When the March 28 Brisbane Sunday Mail carried a front page headline screaming “They’re Here!” (complete with a photo of “suspected immigration detainees returning from a shopping excursion”) there were over 400 responses on the paper’s web site. Most were bitter about the “privileged treatment” detainees were getting from the Rudd government. Coalition strategists won’t have missed that.
In this filthy atmosphere Tony Abbott is also feeling more confident about the Coalition’s alternative policy. On March 30 he said: “John Howard stopped the flow and, given his success, there is no reason why a future government that had sufficient resolve could not do the same thing. We would do whatever it takes to ensure that effective deterrents are in place.”

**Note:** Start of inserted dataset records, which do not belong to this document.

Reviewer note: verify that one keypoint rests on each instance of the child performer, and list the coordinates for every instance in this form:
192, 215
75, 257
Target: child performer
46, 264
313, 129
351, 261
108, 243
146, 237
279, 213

“Effective deterrents” include temporary protection visas, the cruel and arbitrary measure originally introduced by the Howard government (and first suggested by One Nation leader and racist zealot Pauline Hanson).
Faced with the prospect of an election in which refugees are cruelly used as scapegoats by both Labor and Liberal, Socialist Alliance candidates will do their utmost to debunk the myths surrounding refugees and asylum seekers—their “queue-jumping”, “privileges” and all the rest of the lies.
They will ask the question: how does a cruel, inhumane and discriminatory policy towards asylum seekers help improve the life of even one worker, pensioner, job-seeker or disabled person in this country?
Our candidates will also show that a major problem with Abbott’s outrageously racist flouting of the refugee issue means that the Rudd government can parade as compassionate when this is simply untrue.
Yes, Rudd was forced by a strong refugee rights movement in Australia to abolish some of Howard’s worst policies, such as temporary protection visas and the mandatory detention of children. But Australia’s refugee policy remains one of the toughest in the world. It has maintained mandatory detention and offshore processing of all refugees who risk the perilous passage to Australia by boat.
The excision of Australia’s migration zone, which includes Christmas Island, denies refugees access to Australia’s legal system. Refugees are locked up and treated worse than criminals, denied their rights and vilified by the media.
Moreover, despite the insistence of the major parties and the corporate media that Australia is “threatened” by the rise in asylum seekers, the number Australia receives is actually tiny.
The United Nations High Commission for Refugees has recently released statistics on global asylum trends for 2009 that showed that 377,200 sought refuge in industrialised countries, mainly in Europe and North America. In comparison, Australia received only 1400 more asylum claims than in 2008. It took merely 1.6% of registered refugees globally and ranked 16th.
Australia needs to massively increase its intake to begin to genuinely address the rise of refugees around the world. It must also end its role in wars such as Iraq and Afghanistan, and cut all ties with the government of Sri Lanka until it ceases its brutally repressive policies towards the Tamil people.
All immigration detention facilities, including Villawood and Christmas Island, must be closed for good. We must guarantee the right of asylum seekers to immediately apply for asylum in Australia and let them be processed and settled in the community.
Ordinary human decency demands no less.